Rumah itu berdiri di ujung jalan tanah berbatu, tersembunyi di balik rimbunnya pepohonan mahoni tua yang menjulang tinggi, seolah-olah enggan menampakkan diri pada dunia. Begitu Amara mematikan mesin mobil, kesunyian segera menyergap. Bukan kesunyian yang menenangkan, melainkan kesunyian yang terasa tebal, penuh rahasia, dan sedikit menyesakkan. Ia melangkah keluar, menyeret koper roda empatnya melintasi kerikil kasar. Aroma tanah basah bercampur dedaunan lapuk menyeruak, disusul bau apek dan debu dari rumah yang sepertinya sudah lama tak berpenghuni. Jantung Amara berdegup lebih kencang dari biasanya. Bukan karena lelah, tapi karena firasat aneh yang tiba-tiba muncul. Firasat itu terasa dingin, menusuk hingga ke tulang.
Rumah bergaya kolonial tua itu tampak megah sekaligus menyeramkan. Dindingnya yang dicat putih gading kini mengelupas di sana-sini, memperlihatkan noda lumut dan kehitaman. Jendela-jendela besar dengan kusen kayu usang tampak seperti mata kosong yang menatap Amara. Halamannya ditumbuhi ilalang setinggi pinggang, dan beberapa pohon kamboja tua berdiri tegak, dengan bunga-bunga putihnya berguguran di tanah, menciptakan karpet kematian yang cantik.
Amara membuka gerbang besi berkarat dengan suara derit panjang yang memekakkan telinga. Ia melangkah masuk, melewati serambi yang luas dan lapuk. Pintu utama, terbuat dari kayu jati tebal, terasa dingin saat ia menyentuhnya. Kunci yang dikirimkan pemilik melalui pos terasa aneh di tangannya, terlalu berat, seolah menyimpan bobot rahasia. Dengan satu tarikan napas dalam, Amara memasukkan kunci, memutarnya perlahan. Terdengar bunyi klik berat, dan pintu terbuka dengan derit yang serupa dengan gerbang, mengundang Amara masuk ke dalam kegelapan yang pekat.

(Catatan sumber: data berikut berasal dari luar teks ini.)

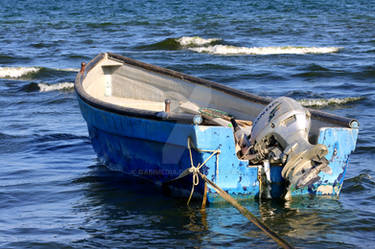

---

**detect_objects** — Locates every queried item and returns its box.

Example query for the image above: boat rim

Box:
[74,52,359,128]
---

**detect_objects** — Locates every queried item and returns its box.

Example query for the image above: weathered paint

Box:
[292,127,358,196]
[79,98,358,202]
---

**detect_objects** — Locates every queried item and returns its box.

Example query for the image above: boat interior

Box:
[82,54,356,143]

Begitu masuk, bau apek yang lebih menyengat langsung menyerang indra penciumannya. Udara di dalam terasa pengap, dingin, dan lembap, meskipun di luar matahari bersinar terik. Amara menyalakan sakelar lampu, tapi tak ada yang terjadi. Ia merogoh ponselnya, menyalakan senter, dan sinarnya menyapu ruangan luas di depannya. Ruang tamu itu tampak muram, dengan perabot kuno yang diselimuti sarung putih, tampak seperti hantu-hantu yang membeku dalam waktu. Debu tebal menyelimuti setiap permukaan, menciptakan selimut kelabu yang suram.
Namun, satu hal yang langsung menarik perhatian Amara, bahkan dalam remang-remang senter ponselnya, adalah sebuah lukisan kuno yang tergantung di dinding paling mencolok. Lukisan itu berukuran besar, depicting seorang wanita dengan gaun panjang berwarna gelap, duduk di sebuah kursi beludru tua. Wajah wanita itu dipenuhi kesedihan yang mendalam, matanya cekung dan tampak menatap Amara dengan tatapan kosong, namun entah mengapa terasa begitu mengancam. Lukisan itu seolah-olah memiliki daya tarik yang aneh, menarik Amara untuk mendekat, meskipun rasa takut mulai merayapi hatinya. Ia merasakan bulu kuduknya berdiri. "Hanya imajinasimu, Amara," bisiknya pada diri sendiri, mencoba menenangkan kegelisahan yang tiba-tiba mencengkeram.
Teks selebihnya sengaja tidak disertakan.